Retries and Fallbacks
| Error | Strategy |
|---|---|
| 429 rate limit | Exponential backoff; respect Retry-After header |
| 5xx server error | Retry 2-3× with backoff |
| Timeout (no response) | Retry with shorter max_tokens |
| Context length exceeded | Truncate or summarise context, then retry |
| Provider down | Failover to a different provider with comparable model |
Multi-provider failover (OpenAI primary, Anthropic backup, or via a gateway like LiteLLM, OpenRouter, or AWS Bedrock) is the resilience pattern. Test failover regularly — providers do have multi-hour outages.
Cost Control
LLM bills can explode silently. Controls every production system needs:
- Per-user / per-org budget caps — hard stop at $X/month
- Per-request token cap — set max_tokens conservatively
- Aggregated cost dashboard — daily by feature/model
- Anomaly alerts — Slack on 2× day-over-day spend
- Cheap model defaults — make expensive opt-in
- Cache hit rate metric — target 30%+ on chatty FAQ workloads
- Token-counting before send — refuse oversized prompts client-side
Observability
Every LLM call traced. Per call log:
{
"trace_id": "...",
"user_id": "...",
"feature": "support-bot",
"model": "claude-opus-4-20251030",
"prompt_tokens": 1247,
"completion_tokens": 318,
"total_tokens": 1565,
"latency_ms": 2840,
"ttft_ms": 410,
"cost_usd": 0.0231,
"cache_hit": false,
"tool_calls": ["search_docs", "create_ticket"],
"user_feedback": "thumbs_up"
}
This single record powers cost reports, quality dashboards, latency SLO tracking, and debugging.
Feature Flags and Kill Switches
Wrap every GenAI feature in a feature flag. When (not if) a model regresses, a provider has an outage, or a customer complains about output, you can disable instantly without a deploy.
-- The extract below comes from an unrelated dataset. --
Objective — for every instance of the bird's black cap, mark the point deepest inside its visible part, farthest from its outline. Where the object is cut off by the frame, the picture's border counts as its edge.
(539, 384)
Build a graceful degradation path: if GenAI is off, fall back to keyword search, a rule-based response, or "this feature is temporarily unavailable" — never an opaque 500.
Latency Budget
Set explicit budgets per user journey:
| Pattern | Target |
|---|---|
| Interactive chat (with streaming) | TTFT < 1s |
| Background classification | P95 < 5s |
| Heavy reasoning task | P95 < 30s; show progress UI |
| Async / batch generation | Minutes acceptable |
If you can't meet the budget, restructure: use a smaller model, parallelise retrieval, cache aggressively, or move to async with notification.
Versioning Prompts
- Store prompts as code or in a prompt registry — never hardcode in a script
- Version every change; tag deployments with the prompt version
- Roll out new prompts behind a feature flag with A/B testing — measure quality before full rollout
- Snapshot the (model, prompt) pair that produced each output for reproducibility
The Production Checklist
- Multi-model router with explicit per-feature mapping
- Exact + semantic cache; prompt-prefix caching enabled
- Streaming for any user-facing chat
- Retry with exponential backoff; cross-provider failover for critical paths
- Per-user / per-org cost caps and alerts
- Full request/response tracing with token + cost metrics
- Golden-set evaluation in CI before deploys
- Online quality sampling + LLM-as-a-judge
- Safety filter pre + post processing
- Feature flags with graceful fallback
- Documented incident runbook for: model regression, provider outage, cost spike
The Path From Here
You now have a complete production playbook: the landscape, the mechanics, prompting, advanced reasoning, RAG, customisation, evaluation/safety, and architecture. Next steps to deepen:
- Take the AWS Certified AI Practitioner (AIF-C01) or Azure AI Engineer (AI-102) exam — both formalise this knowledge in a cloud-specific context
- Build a small RAG app over your own docs — there is no substitute for the end-to-end experience
- Read the OpenAI Cookbook, Anthropic's prompt engineering interactive tutorial, and the Hugging Face documentation
- Follow the eval / RAGAS / promptfoo communities — evaluation is where the cutting edge of the practitioner field lives
GenAI is a moving target — the principles in this course are durable, but the specific models and tools will keep changing. The skill you've built — to reason about what to use when and how to measure it — transfers across every revision the field will bring.